Sunday morning we woke up at 3:30 and hopped in an old school Land Cruiser to make our way up the mountain. Before we got in the car, there were again vendors selling their usual wares, but now selling those surgical-like masks that people wear when they're sick or have Bird Flu. All I thought was, "What? Really?" I would later regret my casual walk by the surgical masks en route to the car. Considering we were as far up as one could go without these 4X4's, the drive only took maybe 15 minutes. On the dusty road we passed people on foot and horses bringing people up. Once we arrived as far as we could go, we had to get out and walk the rest of the way. The walk up consisted of a windy, dusty path, full of people and horses carrying those up who couldn't/didn't want to walk. After you got to a certain point, the horses couldn't go any further and there were stairs to climb the rest of the way. It was a brutal climb because everyone and the horses were kicking up so much dust - I finally realized what the masks were for. I later realized that this dust was actually ash from Bromo. I immediately had dust in my nose and my mouth and I could feel it between my toes.
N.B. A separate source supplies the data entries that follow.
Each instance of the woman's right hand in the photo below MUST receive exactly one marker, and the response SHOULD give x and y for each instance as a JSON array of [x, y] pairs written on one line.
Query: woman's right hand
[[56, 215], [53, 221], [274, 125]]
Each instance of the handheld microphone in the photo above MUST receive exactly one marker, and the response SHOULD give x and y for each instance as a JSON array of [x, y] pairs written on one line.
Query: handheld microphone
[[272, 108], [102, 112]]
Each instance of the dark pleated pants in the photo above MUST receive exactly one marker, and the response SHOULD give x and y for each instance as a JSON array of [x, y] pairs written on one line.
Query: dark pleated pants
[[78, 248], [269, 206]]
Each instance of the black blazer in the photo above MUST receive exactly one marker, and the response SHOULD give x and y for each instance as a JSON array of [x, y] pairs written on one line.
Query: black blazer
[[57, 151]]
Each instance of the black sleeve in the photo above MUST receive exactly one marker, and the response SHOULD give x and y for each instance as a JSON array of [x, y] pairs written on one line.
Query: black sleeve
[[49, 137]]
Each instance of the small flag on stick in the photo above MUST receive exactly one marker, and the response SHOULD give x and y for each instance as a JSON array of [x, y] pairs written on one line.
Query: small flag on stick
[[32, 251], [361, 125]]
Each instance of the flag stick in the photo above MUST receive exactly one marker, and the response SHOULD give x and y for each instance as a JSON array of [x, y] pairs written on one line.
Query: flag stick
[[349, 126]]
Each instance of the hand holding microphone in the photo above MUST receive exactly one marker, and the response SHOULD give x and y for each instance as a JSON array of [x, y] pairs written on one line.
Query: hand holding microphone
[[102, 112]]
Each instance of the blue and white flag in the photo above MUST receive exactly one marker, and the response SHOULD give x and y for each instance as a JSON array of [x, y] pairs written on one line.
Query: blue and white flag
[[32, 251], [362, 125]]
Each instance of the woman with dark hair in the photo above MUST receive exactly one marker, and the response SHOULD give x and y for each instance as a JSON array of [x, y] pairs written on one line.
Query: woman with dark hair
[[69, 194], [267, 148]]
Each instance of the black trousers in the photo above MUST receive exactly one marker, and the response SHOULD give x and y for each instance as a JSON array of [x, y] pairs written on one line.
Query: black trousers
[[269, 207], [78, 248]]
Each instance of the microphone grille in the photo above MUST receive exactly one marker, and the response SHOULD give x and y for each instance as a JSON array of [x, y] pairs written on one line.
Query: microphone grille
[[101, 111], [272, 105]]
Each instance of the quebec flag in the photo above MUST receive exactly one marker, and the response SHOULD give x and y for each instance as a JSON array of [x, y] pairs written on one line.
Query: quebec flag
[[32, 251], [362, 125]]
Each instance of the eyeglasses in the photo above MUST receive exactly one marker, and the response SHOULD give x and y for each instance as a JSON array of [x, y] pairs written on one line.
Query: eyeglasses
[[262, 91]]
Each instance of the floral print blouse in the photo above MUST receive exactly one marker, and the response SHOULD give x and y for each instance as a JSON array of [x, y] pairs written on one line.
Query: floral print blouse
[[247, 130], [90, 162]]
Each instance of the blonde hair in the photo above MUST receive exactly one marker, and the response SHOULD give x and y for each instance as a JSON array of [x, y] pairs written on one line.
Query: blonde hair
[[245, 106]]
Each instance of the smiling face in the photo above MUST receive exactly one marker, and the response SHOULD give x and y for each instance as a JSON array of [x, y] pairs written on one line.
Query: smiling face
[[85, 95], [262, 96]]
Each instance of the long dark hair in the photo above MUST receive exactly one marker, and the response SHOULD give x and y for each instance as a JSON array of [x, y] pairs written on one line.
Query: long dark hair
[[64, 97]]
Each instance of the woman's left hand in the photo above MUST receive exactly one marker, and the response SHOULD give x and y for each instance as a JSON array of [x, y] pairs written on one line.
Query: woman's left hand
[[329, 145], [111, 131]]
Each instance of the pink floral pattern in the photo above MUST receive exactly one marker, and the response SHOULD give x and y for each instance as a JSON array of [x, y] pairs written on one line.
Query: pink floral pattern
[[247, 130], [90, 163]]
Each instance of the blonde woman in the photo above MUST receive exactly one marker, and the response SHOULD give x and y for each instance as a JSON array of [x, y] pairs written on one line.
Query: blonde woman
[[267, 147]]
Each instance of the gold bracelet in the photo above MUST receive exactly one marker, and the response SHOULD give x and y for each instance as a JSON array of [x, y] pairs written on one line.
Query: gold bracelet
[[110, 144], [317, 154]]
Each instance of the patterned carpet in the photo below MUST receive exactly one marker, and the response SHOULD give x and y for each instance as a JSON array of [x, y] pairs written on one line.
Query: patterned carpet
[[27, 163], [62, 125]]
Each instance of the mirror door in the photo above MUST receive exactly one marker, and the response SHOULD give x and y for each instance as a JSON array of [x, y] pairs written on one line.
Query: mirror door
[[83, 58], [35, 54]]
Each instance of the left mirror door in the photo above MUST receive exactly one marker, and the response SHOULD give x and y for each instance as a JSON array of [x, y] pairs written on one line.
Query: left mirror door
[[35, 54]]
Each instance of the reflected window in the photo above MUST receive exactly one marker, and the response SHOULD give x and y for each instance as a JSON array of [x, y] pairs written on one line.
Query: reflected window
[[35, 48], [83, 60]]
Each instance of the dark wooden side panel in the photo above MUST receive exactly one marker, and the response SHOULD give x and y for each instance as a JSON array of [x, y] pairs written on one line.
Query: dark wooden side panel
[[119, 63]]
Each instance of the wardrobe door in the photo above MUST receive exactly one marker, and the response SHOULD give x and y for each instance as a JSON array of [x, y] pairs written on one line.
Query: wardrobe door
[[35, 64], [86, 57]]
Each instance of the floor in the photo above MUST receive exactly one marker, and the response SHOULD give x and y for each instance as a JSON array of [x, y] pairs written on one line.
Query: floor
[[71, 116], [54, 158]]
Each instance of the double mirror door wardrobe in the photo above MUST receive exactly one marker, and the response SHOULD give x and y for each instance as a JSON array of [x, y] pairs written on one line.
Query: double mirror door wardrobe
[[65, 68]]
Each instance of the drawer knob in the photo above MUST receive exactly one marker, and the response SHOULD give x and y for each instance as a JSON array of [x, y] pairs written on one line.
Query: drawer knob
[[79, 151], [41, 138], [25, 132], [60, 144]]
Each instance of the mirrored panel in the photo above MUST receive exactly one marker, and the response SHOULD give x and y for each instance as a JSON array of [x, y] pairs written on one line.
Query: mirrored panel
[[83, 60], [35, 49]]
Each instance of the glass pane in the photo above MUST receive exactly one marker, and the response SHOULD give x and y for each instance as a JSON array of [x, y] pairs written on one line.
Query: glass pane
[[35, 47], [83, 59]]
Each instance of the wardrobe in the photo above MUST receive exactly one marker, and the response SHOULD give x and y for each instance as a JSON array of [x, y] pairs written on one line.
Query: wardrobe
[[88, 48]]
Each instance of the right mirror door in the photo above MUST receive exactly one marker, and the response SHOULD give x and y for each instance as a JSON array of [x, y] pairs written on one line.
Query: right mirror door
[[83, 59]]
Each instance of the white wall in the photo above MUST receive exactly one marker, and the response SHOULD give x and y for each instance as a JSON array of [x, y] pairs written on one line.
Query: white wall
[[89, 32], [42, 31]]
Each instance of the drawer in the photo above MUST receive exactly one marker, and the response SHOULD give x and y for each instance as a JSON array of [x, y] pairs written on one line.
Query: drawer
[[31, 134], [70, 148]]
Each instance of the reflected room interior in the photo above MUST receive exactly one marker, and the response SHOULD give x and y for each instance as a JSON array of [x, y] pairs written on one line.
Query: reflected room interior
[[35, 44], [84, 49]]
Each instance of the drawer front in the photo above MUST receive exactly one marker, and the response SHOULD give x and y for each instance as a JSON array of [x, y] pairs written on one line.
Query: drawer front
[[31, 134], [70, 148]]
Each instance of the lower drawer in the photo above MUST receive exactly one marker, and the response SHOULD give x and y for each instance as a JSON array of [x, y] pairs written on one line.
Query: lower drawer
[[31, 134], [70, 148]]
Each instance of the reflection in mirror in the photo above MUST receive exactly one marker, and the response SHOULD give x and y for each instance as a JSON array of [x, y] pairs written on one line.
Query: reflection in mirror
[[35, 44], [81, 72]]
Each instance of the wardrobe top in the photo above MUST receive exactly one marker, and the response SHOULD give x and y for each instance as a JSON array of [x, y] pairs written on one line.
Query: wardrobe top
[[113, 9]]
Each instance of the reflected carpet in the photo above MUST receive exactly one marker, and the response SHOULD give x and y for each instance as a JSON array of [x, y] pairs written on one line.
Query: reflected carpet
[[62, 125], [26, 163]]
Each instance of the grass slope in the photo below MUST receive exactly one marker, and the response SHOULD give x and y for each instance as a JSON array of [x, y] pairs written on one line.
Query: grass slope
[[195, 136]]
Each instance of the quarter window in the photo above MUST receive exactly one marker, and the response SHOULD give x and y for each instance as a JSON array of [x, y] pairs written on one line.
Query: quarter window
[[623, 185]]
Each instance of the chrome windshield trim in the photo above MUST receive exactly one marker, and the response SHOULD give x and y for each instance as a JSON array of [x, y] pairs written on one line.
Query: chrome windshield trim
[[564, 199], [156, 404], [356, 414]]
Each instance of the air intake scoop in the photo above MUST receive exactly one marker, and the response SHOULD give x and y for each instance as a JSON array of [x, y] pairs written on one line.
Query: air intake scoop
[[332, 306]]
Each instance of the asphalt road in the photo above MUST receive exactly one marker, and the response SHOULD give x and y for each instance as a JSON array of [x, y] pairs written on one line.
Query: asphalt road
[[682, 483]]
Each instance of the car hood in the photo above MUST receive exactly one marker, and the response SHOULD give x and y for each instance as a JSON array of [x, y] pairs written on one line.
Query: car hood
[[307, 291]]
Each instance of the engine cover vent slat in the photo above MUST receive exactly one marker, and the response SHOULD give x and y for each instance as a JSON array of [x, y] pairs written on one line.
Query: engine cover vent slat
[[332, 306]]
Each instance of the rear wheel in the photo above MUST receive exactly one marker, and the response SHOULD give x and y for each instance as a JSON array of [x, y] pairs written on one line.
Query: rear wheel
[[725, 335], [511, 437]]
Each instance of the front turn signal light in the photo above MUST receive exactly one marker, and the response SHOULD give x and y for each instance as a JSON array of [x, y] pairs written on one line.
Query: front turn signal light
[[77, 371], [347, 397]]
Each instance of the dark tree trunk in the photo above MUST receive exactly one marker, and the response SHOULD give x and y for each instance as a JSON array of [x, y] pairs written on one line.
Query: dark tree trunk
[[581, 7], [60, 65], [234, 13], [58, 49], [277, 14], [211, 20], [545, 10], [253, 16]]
When we finally got to the top, it was maybe 4:00 AM and pitch black, with nothing to see or do but wait. Isti wasn't able to make it up, so I went with some random guy who happened to stop at the same time we stopped and she said she couldn't continue. As usual, big mistake. The only good/use that this guy was was telling me which direction the volcano was, otherwise, I would have been staring at the side of the mountain waiting for some excitement. The bad thing was that he thought I was his best friend and was clinging to me like a fly. At one point, these two women from Korea were trying to take self photos and I offered to take their photo in exchange for them taking mine. As I posed for the photo, this guy jumped into the photo, as you'll see below. I'm too nice and too worried about looking like an obnoxious American to have pushed him off the ledge, though the thought was there. Anyway...as the sun rose, I tried to take some photos of the gorgeous landscape, the mountain side below and some other mountains in the distance. The cool thing though was once the sun rose enough that we could see the volcano and the ash coming out of it, everyone was captivated. Over the next hour or so that I spent on this mountainside watching the volcano, it "erupted" 2 or 3 times, which was pretty cool. Each time the ash cloud formed a new shape before it dissipated. Another volcano, in the distance also emitted a small cloud of ash, as if to try and steal the show from Bromo.
After awhile I started my way down to meet Isti and continue back to the hotel. I was told that the price we paid included a trip to the Sea of Sand, that surrounded the base of the volcano, but that since the volcano was active that we couldn't walk up to the top. Whoa, who said anything about walking to the top? I had no idea that was even an option. The Sea of Sand didn't sound to thrilling, but we went anyway and started walking toward Bromo. Turns out that people were walking up to the lip of the volcano and once the guide and I started walking I was ready to go to the top! In the end, we wound up not walking all the way up and instead turned around to go back to the hotel.